Large protests have occurred daily across many cities and towns in Myanmar, and security forces have responded with ever greater use of lethal force and mass arrests. At least 18 protesters were shot and killed on Feb. 28 and 38 on Wednesday, according to the U.N. Human Rights Office. More than 1,500 have been arrested, the independent Assistance Association for Political Prisoners said.

Protests in various cities and towns were again met Sunday by police firing warning shots, and employing tear gas, rubber bullets and stun grenades.

In a single Yangon neighborhood, Shwepyitha, at least 100 students were reported arrested, and many protesters were also said to have been detained in other cities, especially at universities.

Myanmar labor unions, meanwhile, issued a joint call for a nationwide work stoppage beginning Monday, with the goal of a “full, extended shutdown of the Myanmar economy.”

“To continue the economic and business activities as usual, and to delay a general work-stoppage, will only benefit the military as they repress the energy of the Myanmar people,” said the appeal, issued Sunday night.

The statement called for the strike to continue “until we receive our democracy back.”

Workers in several industries have joined the protest movement, most notably from the state railway and the banking sector.

Factory workers, mostly in the Yangon area, are largely involved in the garment industry, which generates major export earnings for Myanmar.
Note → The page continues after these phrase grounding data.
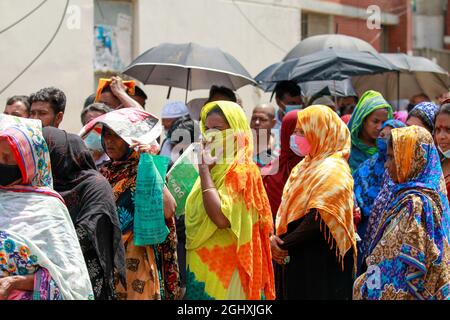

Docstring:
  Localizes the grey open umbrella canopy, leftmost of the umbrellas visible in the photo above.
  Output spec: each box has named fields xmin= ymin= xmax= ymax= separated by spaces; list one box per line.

xmin=123 ymin=43 xmax=256 ymax=90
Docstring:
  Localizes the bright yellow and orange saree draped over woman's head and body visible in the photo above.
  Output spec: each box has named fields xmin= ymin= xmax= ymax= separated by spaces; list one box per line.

xmin=185 ymin=101 xmax=275 ymax=300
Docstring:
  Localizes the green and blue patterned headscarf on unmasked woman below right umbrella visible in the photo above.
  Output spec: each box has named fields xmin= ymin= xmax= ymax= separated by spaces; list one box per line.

xmin=348 ymin=90 xmax=393 ymax=170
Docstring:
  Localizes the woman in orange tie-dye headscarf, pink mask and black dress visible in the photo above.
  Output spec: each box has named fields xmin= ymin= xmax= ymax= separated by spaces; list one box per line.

xmin=271 ymin=105 xmax=356 ymax=299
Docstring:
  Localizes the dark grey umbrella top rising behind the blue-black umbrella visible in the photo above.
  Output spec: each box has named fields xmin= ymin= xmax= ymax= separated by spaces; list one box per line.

xmin=283 ymin=34 xmax=377 ymax=61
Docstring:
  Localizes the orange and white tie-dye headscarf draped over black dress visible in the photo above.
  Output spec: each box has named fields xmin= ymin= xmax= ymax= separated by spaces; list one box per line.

xmin=276 ymin=105 xmax=356 ymax=263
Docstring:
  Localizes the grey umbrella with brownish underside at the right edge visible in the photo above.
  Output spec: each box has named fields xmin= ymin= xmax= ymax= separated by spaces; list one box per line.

xmin=352 ymin=53 xmax=450 ymax=100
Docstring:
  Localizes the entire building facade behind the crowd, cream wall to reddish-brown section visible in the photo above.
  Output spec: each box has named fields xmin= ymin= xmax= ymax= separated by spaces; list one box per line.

xmin=0 ymin=0 xmax=442 ymax=132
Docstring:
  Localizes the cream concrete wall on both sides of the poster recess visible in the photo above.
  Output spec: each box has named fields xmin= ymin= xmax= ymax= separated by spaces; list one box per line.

xmin=0 ymin=0 xmax=301 ymax=132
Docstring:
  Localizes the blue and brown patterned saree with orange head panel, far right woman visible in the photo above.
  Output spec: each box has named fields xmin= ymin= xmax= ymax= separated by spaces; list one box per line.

xmin=353 ymin=126 xmax=450 ymax=300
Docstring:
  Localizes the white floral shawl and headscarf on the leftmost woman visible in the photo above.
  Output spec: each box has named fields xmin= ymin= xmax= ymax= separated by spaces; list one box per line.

xmin=0 ymin=116 xmax=93 ymax=300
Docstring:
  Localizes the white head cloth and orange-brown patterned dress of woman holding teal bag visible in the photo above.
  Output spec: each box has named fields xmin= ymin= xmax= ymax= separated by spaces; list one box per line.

xmin=95 ymin=108 xmax=180 ymax=300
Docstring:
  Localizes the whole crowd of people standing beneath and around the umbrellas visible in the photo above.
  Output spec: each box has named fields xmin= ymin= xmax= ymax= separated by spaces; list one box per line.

xmin=0 ymin=77 xmax=450 ymax=300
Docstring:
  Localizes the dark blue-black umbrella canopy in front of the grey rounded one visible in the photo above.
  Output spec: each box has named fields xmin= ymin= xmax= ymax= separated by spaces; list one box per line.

xmin=255 ymin=49 xmax=398 ymax=84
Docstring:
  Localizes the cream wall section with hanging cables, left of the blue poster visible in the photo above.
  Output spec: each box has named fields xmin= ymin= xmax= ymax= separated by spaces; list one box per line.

xmin=0 ymin=0 xmax=94 ymax=132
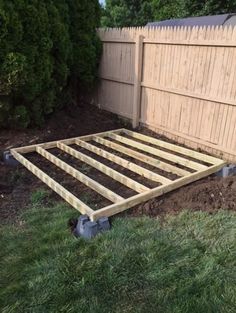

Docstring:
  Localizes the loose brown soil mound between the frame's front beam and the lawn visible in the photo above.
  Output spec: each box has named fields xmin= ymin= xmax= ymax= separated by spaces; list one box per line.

xmin=126 ymin=176 xmax=236 ymax=217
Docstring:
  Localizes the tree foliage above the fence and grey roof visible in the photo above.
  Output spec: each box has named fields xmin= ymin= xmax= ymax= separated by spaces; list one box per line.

xmin=102 ymin=0 xmax=236 ymax=27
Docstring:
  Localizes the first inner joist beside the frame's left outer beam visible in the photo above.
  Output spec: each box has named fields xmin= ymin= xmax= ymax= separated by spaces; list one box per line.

xmin=36 ymin=147 xmax=124 ymax=202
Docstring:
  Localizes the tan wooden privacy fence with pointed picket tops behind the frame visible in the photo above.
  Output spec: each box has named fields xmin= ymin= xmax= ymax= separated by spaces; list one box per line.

xmin=91 ymin=27 xmax=236 ymax=162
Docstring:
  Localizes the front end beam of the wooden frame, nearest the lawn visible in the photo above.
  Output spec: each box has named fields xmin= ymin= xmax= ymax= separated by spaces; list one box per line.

xmin=91 ymin=162 xmax=225 ymax=221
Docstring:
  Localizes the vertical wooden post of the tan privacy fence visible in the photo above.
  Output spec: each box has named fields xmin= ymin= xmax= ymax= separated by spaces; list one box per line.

xmin=132 ymin=35 xmax=144 ymax=128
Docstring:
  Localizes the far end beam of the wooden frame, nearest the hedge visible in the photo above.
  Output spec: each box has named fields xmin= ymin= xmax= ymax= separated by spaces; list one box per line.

xmin=11 ymin=128 xmax=123 ymax=153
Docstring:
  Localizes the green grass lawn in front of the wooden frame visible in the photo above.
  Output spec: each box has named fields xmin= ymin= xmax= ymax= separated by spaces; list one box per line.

xmin=0 ymin=190 xmax=236 ymax=313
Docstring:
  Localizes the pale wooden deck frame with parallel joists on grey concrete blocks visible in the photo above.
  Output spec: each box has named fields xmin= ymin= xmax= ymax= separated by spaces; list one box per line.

xmin=11 ymin=129 xmax=225 ymax=221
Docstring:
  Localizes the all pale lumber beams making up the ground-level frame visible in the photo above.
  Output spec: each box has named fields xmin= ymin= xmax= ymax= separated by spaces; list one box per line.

xmin=11 ymin=129 xmax=225 ymax=220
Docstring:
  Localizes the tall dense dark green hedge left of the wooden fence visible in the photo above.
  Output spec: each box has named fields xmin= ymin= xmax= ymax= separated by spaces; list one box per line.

xmin=0 ymin=0 xmax=100 ymax=127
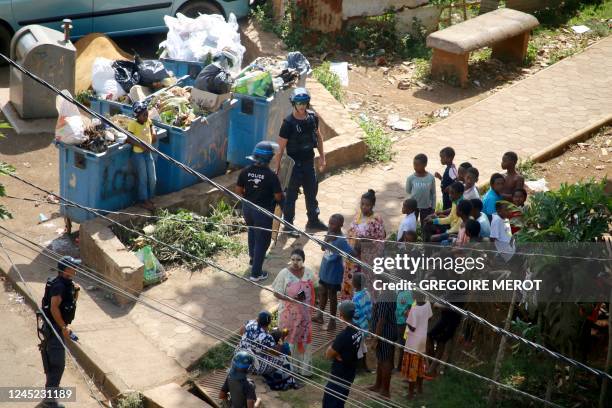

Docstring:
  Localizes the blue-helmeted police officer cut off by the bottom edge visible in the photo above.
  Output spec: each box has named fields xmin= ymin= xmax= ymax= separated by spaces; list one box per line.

xmin=219 ymin=351 xmax=257 ymax=408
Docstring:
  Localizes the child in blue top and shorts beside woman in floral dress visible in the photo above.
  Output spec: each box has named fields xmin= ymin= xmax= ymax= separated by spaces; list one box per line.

xmin=312 ymin=214 xmax=354 ymax=331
The workers have participated occasionally in the campaign against the junta, but are unable to do so on a daily basis for fear of losing their modest incomes.

Advocates of sanctions against the junta have purposely avoided calling for comprehensive trade sanctions for fear they would hurt the general populace. Instead they have called for, and enacted, targeted sanctions aimed at hurting the military’s leadership and military-linked companies.

Earlier Sunday, police in Myanmar’s ancient former capital, Bagan, opened fire on demonstrators protesting the Feb. 1 coup, wounding several people, according to witness accounts and videos on social media.

At least five people were reported hurt as police sought to break up the Bagan protest, and photos showed one young man with bloody wounds on his chin and neck, believed to have been caused by a rubber bullet. Bullet casings collected at the scene indicated that live rounds were also fired.

The city, located in the central Mandalay region, is a UNESCO World Heritage Site in recognition of the more than 2,000 pagodas or their remnants situated there, dating from the ninth to 13th centuries, when it was the capital of a kingdom that later became known as Burma and is now Myanmar.

Bagan is best known for being one of the country’s top tourist attractions, but it has also been the scene of large protest marches against the junta.

Multiple reports from Yangon said there had been police raids Saturday night seeking to seize organizers and supporters of the protest movement. A ward chairman from Aung San Suu Kyi’s National League for Democracy party, which was ousted from power in the coup, was found dead in a military hospital Sunday morning by fellow residents of his Pabedan neighborhood, according to a post on Facebook by NLD lawmaker Sithu Maung.

Suspicion was rampant on social media that Khin Maung Latt, 58, died due to a beating in custody after being taken from his residence, but no official cause of death was immediately announced.

In Yangon and elsewhere, raids are carried out nightly after the 8 p.m. curfew by police and soldiers. The arrests are often carried out at gunpoint, without warrants.

The escalation of violence has put pressure on the global community to act to restrain the junta. The coup reversed years of slow progress toward democracy in Myanmar, which for five decades had languished under strict military rule that led to international isolation and sanctions.

Suu Kyi’s party led a return to civilian rule with a landslide election victory in 2015, and with an even greater margin of votes last year. It would have been installed for a second five-year term last month, but instead Suu Kyi and President Win Myint and other members of the government were placed in military detention.